On the kitchen table was a laundry basket full of booze. I added mine to the mix, and we have enough to make anything we want: two kinds of dark rum, light rum, whiskey, bourbon, two kinds of vodka, two kinds of gin, sweet vermouth, dry vermouth, Campari, red wine, sparkling wine. My friend passed around metal insulated tumblers for each of us. Mine is peach and says Best Bitches on it.
We always talk big about how much we’re going to go crazy and drink on Girls’ Weekend, and we did start pretty much as soon as I arrived, but we’ve slowed down quite a bit over the years. I made Negronis for two of us, then later made Boulevardiers, but I nursed those two drinks over a period of hours, and by 9 o’clock, when we all started yawning, I had switched to tangerine La Croix.
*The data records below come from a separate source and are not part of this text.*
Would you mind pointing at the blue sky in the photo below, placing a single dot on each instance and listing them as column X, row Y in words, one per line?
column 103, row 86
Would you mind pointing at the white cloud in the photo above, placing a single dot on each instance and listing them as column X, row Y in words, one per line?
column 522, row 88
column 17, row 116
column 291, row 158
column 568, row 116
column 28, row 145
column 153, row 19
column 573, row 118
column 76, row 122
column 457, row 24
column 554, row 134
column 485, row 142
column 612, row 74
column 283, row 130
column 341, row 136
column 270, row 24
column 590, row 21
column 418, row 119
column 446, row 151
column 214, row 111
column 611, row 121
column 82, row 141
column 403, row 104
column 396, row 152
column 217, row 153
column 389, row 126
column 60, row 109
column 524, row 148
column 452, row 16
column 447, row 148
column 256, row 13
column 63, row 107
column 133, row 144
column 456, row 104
I don’t think we stopped talking or laughing for a single minute from the moment I walked in the door. Often there were at least two conversations going at once. We’ve been waiting all year to talk to each other.
Even after waking at 3:30 am yesterday and not being able to get back to sleep, I was able to stay up until midnight last night. And I wasn’t the first one to bed! We all turned in around that time. Usually the first night lasts until 3:30am. We’re getting old.
Now I hear our early riser, who rises even earlier than me, in the kitchen making coffee. I’m proud of myself for sleeping past 6 am. I’m going to go pour a cup, pad around this warm cabin in my sweatpants, and see what the weather looks like from the balcony overlooking the mountains.